Jean Drazek and her daughter Paula Bentwood, 39, both from San Diego, were waiting for a hotel van at Philadelphia International Airport. Drazek was sitting in a wheelchair by the curb. Drazek dropped her purse, reached forward to retrieve it and fell out of the wheelchair into the street. Her daughter came to her aid. While they were in the street, a Fairfield Inn van ran over both. They were pronounced dead at the scene. It was soon learned that the van driver had only three months driving experience in the U.S. in violation of Marriott policy and that the van was poorly maintained.
“The van driver attempted to apply the brake when he saw the two women in front of him.
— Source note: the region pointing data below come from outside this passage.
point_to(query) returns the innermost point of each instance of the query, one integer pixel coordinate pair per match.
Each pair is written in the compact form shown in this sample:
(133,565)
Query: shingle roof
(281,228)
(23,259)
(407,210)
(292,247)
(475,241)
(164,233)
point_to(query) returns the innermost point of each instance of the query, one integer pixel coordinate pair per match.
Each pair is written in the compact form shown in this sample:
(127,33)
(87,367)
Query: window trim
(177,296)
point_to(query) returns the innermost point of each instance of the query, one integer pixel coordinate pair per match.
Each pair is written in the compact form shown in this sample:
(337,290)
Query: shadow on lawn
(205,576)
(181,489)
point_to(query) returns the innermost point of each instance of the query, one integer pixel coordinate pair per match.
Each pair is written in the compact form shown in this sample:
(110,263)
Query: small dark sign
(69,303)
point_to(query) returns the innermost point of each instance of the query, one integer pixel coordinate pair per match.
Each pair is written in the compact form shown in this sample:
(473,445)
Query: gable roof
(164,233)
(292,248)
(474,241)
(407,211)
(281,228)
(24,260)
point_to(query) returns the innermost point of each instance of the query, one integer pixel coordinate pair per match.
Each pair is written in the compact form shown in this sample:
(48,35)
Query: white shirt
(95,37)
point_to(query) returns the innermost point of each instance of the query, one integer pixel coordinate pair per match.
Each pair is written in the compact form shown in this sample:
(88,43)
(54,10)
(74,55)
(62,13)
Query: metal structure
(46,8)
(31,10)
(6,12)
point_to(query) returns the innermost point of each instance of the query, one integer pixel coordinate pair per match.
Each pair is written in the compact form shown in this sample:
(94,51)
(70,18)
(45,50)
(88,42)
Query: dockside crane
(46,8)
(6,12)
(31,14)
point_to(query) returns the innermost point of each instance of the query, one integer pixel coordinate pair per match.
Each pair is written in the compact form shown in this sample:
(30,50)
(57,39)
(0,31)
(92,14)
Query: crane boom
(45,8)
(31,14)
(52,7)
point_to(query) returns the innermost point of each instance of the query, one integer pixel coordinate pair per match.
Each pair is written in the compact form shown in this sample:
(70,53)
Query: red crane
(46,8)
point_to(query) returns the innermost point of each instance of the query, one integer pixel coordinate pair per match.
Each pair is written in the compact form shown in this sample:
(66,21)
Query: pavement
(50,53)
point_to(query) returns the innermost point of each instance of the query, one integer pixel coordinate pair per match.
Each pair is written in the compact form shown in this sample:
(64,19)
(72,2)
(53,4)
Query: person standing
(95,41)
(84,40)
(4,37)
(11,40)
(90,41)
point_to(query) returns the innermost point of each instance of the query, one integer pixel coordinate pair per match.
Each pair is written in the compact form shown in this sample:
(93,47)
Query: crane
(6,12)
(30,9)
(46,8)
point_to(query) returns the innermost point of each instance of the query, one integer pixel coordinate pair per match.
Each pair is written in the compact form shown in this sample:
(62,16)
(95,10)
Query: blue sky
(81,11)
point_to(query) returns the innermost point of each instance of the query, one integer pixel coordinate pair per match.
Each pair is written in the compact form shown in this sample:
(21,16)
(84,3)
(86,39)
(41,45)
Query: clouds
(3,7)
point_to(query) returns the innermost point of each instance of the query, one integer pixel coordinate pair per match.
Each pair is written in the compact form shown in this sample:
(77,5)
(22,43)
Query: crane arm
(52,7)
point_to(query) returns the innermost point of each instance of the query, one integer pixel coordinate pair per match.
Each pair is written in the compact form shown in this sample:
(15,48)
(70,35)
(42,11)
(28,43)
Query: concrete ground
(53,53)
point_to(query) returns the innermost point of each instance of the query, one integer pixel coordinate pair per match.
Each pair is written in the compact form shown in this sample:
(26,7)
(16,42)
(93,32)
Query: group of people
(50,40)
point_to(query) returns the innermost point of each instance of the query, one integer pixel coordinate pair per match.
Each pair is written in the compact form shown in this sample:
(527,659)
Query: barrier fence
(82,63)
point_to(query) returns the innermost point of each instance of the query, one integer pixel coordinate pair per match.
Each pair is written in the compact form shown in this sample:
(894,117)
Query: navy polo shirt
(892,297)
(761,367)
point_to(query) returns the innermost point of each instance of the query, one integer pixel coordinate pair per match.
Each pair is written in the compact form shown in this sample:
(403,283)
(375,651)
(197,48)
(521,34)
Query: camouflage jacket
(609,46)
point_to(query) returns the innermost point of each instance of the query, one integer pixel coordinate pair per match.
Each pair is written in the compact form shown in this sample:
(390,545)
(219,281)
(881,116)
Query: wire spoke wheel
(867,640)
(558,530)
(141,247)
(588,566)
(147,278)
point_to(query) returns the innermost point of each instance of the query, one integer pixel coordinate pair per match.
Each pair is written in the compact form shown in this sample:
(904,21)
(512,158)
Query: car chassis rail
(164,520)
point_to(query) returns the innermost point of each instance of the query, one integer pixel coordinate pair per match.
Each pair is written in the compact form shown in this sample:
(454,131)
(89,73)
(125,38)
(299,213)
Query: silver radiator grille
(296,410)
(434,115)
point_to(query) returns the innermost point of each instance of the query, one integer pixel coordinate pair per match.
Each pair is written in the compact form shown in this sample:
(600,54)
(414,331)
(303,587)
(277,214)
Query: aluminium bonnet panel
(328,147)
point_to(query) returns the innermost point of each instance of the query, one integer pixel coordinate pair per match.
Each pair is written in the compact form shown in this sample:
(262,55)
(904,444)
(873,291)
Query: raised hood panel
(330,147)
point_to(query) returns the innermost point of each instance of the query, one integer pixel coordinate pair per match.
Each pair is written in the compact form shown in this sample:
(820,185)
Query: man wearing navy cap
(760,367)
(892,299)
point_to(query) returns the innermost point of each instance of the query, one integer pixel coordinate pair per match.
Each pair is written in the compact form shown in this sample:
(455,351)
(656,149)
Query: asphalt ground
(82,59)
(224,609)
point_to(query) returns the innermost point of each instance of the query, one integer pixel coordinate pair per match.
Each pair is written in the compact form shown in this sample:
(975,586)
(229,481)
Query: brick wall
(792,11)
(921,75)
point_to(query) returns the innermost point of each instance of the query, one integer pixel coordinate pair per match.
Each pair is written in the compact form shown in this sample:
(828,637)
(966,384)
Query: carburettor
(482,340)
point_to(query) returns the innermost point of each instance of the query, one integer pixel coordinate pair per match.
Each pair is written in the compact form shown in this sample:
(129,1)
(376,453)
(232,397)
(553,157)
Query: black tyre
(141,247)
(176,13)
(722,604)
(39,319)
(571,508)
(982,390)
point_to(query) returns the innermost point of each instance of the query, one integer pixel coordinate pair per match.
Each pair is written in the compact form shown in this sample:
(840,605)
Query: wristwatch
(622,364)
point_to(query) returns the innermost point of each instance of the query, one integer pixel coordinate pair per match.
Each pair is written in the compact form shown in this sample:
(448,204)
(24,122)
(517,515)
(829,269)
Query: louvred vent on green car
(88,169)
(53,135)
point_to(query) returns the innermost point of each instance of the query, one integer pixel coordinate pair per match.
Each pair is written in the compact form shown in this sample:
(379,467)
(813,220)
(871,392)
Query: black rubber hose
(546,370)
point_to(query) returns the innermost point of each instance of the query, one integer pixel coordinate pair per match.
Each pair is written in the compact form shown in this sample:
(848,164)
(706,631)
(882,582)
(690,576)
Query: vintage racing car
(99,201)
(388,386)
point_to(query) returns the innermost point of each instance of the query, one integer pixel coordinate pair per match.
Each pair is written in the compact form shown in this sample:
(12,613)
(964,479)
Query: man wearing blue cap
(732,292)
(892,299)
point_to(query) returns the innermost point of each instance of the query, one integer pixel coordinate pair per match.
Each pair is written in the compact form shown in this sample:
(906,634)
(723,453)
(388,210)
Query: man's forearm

The brake pedal pad fell to the floor, causing his foot to slip and hit the gas,” says Christoph T. Nettesheim of Santa Barbara, California’s Cappello & McCann LLP and attorney for the plaintiffs (Drazek’s husband Joseph Drazek and her surviving daughter Susan Nath).
“The large settlement is significant,” notes Nettesheim. “Defendants in cases involving injuries to individuals over age 65 often argue that their life expectancy and earning ability are limited so their families are not entitled to large awards.”
Marriott contended (in an unsuccessful Summary Judgment Motion) that the case fell under California Vehicle Code Section 17151, which says parties not directly involved in an accident are only required to pay up to $15,000 in damages. It also argued that Drazek, suffering from stage IV breast cancer, had only a few months to live so her family was not entitled to much compensation. “We did not agree that this case fell under Vehicle Code Section 17151,” says Nettesheim. “Marriott as the franchisor exercised substantial control over the Fairfield Inns and is responsible for the actions of the employees of these inns.”
The case was settled one day prior to trial on January 13, 2003 while the question of the availability of punitive damages and attorneys’ fees under California’s Elder Abuse Statute (Welfare and Institutions Code Section 15600, et seq.) was still pending. Marriott agreed to pay the plaintiffs $350,000 and Tharaldson Property Management, which operated the Marriott-franchised Fairfield Inn and employed the van driver, agreed to pay $1 million. The defense settled a separate claim on behalf of the estate of Paula Brentwood, Drazek’s daughter, several months before trial.